We have just experienced Passover and the special foods that accompany its celebration. We did our best to relate the Passover story to our communal and individual lives today. Then, we moved on to a communal remembrance of the Holocaust. And we do our best to make that memory meaningful, not only for us, but for future generations.
Now we are counting the Omer. We are numbering each one of our days, and weeks, as we move toward Shavuot. Day by day. We are back to basics. We are back to bread. We are back to current challenges and opportunities. Life is not simple. But, our Torah helps us to develop the “art of living.”
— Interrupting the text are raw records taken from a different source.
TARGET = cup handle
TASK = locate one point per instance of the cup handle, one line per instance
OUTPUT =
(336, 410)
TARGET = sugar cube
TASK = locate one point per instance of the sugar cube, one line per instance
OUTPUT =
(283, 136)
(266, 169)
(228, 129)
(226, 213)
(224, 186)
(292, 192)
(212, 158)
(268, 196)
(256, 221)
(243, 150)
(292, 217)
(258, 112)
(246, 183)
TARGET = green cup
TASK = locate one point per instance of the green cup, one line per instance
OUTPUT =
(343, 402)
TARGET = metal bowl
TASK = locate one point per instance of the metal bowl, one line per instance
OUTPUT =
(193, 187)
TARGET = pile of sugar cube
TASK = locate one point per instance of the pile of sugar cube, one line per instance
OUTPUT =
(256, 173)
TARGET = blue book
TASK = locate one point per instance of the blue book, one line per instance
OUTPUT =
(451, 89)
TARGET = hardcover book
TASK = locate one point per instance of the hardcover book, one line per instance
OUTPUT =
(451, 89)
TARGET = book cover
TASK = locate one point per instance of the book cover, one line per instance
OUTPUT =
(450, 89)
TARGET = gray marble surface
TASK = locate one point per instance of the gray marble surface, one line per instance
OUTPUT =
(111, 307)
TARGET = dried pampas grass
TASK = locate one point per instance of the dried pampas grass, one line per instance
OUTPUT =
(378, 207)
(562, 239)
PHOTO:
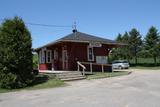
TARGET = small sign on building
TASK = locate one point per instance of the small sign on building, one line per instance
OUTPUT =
(95, 44)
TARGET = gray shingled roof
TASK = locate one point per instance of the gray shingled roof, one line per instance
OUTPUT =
(81, 37)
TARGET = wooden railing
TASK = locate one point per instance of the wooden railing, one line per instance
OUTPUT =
(83, 67)
(91, 65)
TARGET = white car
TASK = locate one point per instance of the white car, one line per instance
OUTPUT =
(120, 64)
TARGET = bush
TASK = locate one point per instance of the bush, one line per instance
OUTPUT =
(15, 54)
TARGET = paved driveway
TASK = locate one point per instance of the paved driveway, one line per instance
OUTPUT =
(139, 89)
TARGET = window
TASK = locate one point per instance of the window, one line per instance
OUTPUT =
(48, 56)
(55, 55)
(90, 54)
(40, 57)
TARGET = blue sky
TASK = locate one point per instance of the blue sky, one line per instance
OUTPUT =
(104, 18)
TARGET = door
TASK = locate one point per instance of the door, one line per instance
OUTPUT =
(64, 60)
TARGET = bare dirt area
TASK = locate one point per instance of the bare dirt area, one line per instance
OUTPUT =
(139, 89)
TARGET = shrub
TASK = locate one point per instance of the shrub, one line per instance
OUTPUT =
(15, 54)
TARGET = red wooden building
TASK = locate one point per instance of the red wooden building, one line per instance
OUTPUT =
(64, 53)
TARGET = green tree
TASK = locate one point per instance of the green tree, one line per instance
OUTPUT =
(15, 54)
(135, 43)
(152, 42)
(125, 49)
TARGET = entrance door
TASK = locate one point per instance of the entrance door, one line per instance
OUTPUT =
(64, 60)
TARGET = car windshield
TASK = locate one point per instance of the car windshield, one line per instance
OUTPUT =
(120, 61)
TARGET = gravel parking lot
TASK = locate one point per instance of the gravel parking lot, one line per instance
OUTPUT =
(139, 89)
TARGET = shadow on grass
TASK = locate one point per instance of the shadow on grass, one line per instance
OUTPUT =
(145, 64)
(39, 79)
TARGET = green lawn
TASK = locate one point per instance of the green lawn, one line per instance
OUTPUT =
(144, 61)
(42, 81)
(97, 75)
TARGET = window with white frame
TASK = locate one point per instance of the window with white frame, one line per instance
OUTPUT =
(48, 56)
(55, 55)
(41, 56)
(90, 54)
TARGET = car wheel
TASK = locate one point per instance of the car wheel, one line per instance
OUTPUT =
(120, 67)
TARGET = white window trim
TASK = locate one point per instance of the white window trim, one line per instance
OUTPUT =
(92, 53)
(40, 57)
(48, 51)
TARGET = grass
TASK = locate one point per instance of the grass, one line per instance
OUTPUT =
(97, 75)
(41, 82)
(145, 63)
(147, 68)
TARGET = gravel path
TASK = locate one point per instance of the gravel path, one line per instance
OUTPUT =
(139, 89)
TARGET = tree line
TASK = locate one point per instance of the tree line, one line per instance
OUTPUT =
(134, 46)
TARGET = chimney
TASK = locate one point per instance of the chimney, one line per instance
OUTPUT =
(74, 30)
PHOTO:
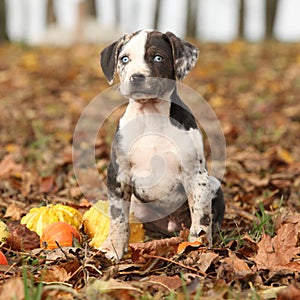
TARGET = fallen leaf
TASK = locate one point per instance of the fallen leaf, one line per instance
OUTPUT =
(141, 250)
(100, 287)
(276, 254)
(233, 267)
(56, 274)
(47, 184)
(21, 238)
(290, 293)
(182, 246)
(14, 212)
(8, 166)
(171, 282)
(13, 288)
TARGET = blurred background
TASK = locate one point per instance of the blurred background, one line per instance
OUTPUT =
(63, 22)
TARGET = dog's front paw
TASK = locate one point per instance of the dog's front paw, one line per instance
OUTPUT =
(204, 235)
(113, 249)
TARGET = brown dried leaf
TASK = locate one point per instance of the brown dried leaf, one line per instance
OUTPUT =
(290, 293)
(233, 267)
(56, 274)
(13, 288)
(172, 282)
(14, 212)
(8, 166)
(21, 238)
(205, 260)
(156, 247)
(277, 253)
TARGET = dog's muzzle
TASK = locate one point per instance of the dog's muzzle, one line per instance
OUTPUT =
(141, 87)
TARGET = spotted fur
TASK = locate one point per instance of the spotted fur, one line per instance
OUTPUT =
(157, 160)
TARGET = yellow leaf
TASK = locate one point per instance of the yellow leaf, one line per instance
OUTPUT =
(96, 223)
(41, 217)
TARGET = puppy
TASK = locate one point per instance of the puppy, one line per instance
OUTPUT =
(157, 162)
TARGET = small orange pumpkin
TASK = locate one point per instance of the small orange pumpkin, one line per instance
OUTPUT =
(3, 260)
(59, 232)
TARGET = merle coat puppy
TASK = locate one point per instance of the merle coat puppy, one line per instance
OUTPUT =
(157, 162)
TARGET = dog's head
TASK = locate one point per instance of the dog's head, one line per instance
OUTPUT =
(144, 58)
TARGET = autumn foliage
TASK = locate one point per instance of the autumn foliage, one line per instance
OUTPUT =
(254, 90)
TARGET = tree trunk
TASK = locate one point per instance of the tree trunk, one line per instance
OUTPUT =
(192, 18)
(271, 7)
(3, 35)
(241, 19)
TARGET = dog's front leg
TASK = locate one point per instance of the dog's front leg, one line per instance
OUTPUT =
(119, 195)
(200, 201)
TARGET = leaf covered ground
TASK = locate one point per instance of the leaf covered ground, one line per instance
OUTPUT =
(253, 88)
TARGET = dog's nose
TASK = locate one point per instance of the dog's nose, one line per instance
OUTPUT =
(137, 78)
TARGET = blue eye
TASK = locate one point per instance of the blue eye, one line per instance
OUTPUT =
(125, 59)
(158, 58)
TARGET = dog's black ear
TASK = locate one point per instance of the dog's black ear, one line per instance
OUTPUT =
(108, 59)
(185, 55)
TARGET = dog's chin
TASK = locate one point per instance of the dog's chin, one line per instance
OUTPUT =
(141, 96)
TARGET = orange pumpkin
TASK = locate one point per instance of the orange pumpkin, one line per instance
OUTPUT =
(3, 260)
(59, 232)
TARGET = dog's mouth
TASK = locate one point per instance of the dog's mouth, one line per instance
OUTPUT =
(145, 100)
(149, 90)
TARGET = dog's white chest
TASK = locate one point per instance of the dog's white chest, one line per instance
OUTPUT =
(156, 152)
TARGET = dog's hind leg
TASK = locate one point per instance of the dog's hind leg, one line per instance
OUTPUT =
(119, 194)
(206, 206)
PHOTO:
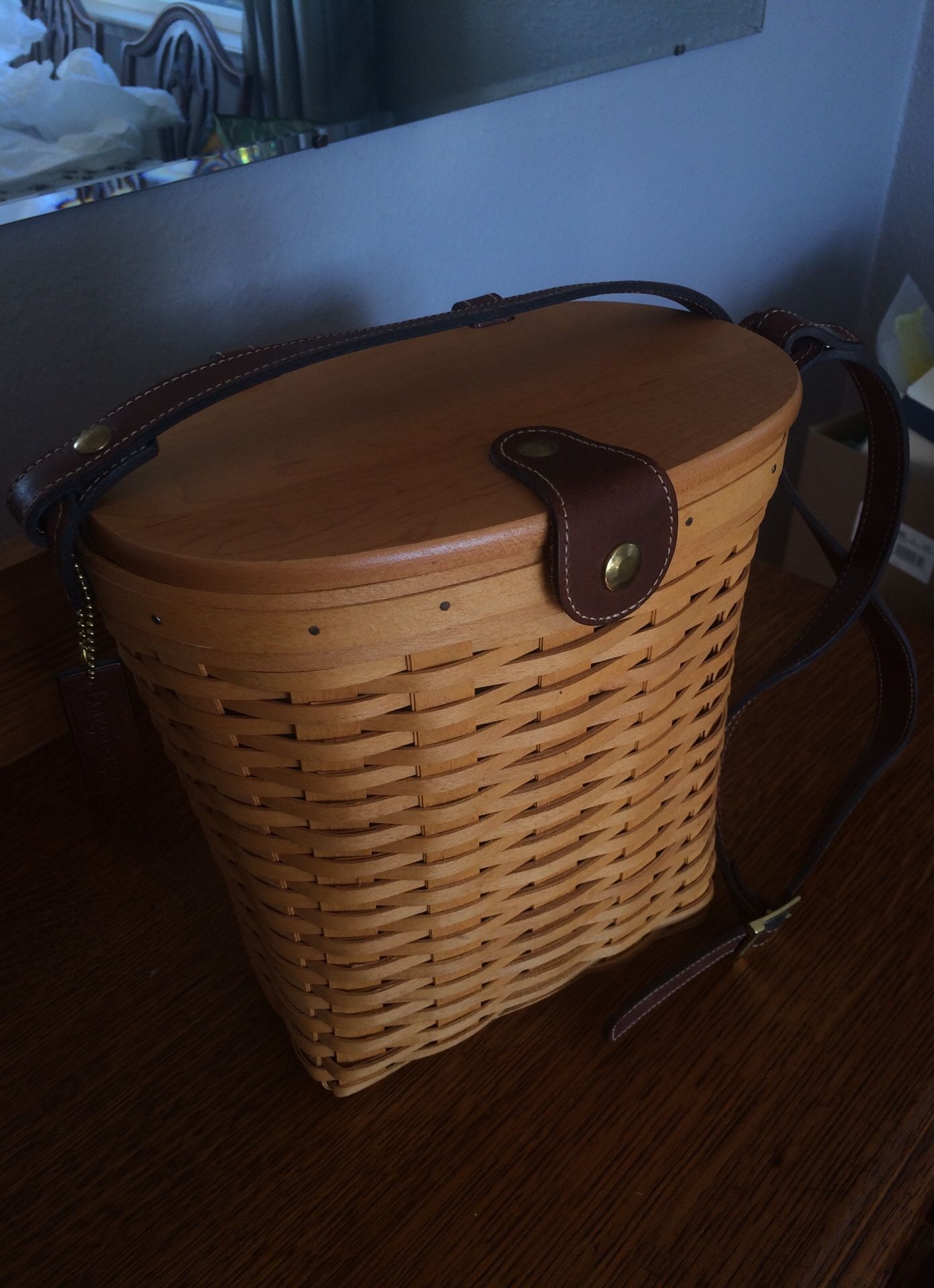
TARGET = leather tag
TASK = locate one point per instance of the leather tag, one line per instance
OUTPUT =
(613, 517)
(103, 725)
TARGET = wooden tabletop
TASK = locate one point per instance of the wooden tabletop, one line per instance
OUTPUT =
(772, 1126)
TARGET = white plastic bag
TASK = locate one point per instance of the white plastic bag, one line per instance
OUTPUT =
(17, 32)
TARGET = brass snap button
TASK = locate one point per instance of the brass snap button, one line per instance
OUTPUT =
(536, 447)
(621, 566)
(93, 439)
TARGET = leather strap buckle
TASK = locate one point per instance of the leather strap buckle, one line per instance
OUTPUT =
(767, 925)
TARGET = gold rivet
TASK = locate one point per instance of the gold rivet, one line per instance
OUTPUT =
(537, 447)
(93, 439)
(621, 566)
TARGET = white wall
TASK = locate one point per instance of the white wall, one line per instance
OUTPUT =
(754, 170)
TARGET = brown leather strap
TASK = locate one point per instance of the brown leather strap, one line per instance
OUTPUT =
(613, 517)
(852, 599)
(66, 481)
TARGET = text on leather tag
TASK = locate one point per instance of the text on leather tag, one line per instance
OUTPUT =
(102, 725)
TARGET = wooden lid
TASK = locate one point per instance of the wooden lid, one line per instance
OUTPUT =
(375, 467)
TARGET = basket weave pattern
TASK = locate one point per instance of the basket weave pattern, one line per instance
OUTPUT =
(417, 851)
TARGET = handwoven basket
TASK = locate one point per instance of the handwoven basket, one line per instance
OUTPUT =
(435, 796)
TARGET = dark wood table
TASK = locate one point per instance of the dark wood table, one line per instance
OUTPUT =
(773, 1126)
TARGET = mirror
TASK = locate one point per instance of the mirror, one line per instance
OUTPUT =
(101, 98)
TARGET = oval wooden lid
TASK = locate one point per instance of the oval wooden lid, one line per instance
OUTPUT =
(375, 467)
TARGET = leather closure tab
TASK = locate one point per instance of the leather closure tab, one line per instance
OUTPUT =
(613, 518)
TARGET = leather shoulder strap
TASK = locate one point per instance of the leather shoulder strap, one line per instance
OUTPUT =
(853, 598)
(56, 494)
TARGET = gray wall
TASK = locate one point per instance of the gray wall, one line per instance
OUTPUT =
(474, 50)
(906, 244)
(754, 170)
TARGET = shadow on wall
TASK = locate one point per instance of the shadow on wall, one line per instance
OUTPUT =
(141, 323)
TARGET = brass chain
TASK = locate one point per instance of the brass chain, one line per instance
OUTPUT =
(85, 624)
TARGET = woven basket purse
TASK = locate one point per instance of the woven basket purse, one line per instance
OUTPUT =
(439, 638)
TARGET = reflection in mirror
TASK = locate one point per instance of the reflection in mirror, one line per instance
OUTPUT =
(106, 97)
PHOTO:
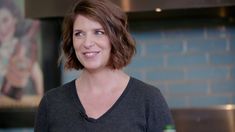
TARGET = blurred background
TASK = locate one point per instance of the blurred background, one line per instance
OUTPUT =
(185, 48)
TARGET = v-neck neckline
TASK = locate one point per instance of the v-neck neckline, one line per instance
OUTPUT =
(81, 108)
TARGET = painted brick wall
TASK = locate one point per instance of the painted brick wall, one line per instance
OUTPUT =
(191, 61)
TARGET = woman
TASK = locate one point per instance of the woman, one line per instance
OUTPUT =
(16, 65)
(103, 98)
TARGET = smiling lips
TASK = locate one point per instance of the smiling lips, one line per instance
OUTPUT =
(90, 54)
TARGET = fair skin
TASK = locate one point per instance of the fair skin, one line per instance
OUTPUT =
(18, 69)
(98, 86)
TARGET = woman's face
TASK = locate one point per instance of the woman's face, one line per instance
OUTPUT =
(7, 25)
(91, 43)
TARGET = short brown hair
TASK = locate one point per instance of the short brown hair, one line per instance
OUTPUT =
(114, 22)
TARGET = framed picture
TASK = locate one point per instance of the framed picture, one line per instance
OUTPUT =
(21, 72)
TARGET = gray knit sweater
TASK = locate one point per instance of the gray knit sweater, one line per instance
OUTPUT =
(140, 108)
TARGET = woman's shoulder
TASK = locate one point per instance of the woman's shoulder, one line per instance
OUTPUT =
(144, 87)
(61, 91)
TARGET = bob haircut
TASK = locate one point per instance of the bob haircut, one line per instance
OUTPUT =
(114, 22)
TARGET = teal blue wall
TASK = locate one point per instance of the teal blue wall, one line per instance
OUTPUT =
(191, 61)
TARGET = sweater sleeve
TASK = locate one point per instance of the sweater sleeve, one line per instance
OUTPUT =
(41, 122)
(158, 113)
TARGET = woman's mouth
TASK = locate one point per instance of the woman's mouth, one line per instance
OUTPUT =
(91, 54)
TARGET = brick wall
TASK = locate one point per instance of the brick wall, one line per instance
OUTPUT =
(191, 61)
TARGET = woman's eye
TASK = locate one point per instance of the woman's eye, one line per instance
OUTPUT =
(78, 34)
(99, 32)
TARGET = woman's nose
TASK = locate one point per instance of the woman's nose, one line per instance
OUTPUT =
(88, 41)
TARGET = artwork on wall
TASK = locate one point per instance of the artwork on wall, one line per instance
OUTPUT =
(21, 76)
This week we read the Parshat Shemini. It contains much of the biblical discussion about kashrut – “the art of keeping kosher.” I am sure many of us ponder….Is all of this old fashioned? Perhaps. But, does it have any meaning for us today? Consider the following:
We live in a world in which we emphasize the power of each of us to actualize ourselves to the maximum. We live in a world where we encourage our children to dream and to reach for their dreams. And that is good. We all have a holy spark in our souls. That spark is unique and worthy of the gift of life we have received. And, our Torah teaches us that every human being was created in the image of God. But, the Torah also reminds us that we are not alone in the world.
We share this holy time and space with others. We can expect to face challenges in life. And, we will have many opportunities to make choices.
“The art of keeping kosher” is not simply ritual. It affects our souls, reminding us, each time we eat, that powerful as we may be, there are limits which we must learn to impose upon ourselves in order to succeed in life.
There is no better way to lean than by repetition. Kashrut plays a key role in the Torah’s teachings that relate to “the art of living.” Each time we eat, we have the opportunity to strengthen our resolve that, at times, we must limit ourselves so that we may actualize our powerful potential.
While kashrut may be “old fashioned” – we can also appreciate it as “super current!”
In our day and age, incorporating the “art of keeping kosher” into our lives can go a long way toward helping us to hone the greater “art of living!”
Rabbi Gilah Dror
P.S. This Shabbat we will recite the prayer for the upcoming new Jewish month of Iyyar. Rosh Chodesh Iyyar will be on Saturday night, Sunday and Monday! May it be a month of joy and of blessing.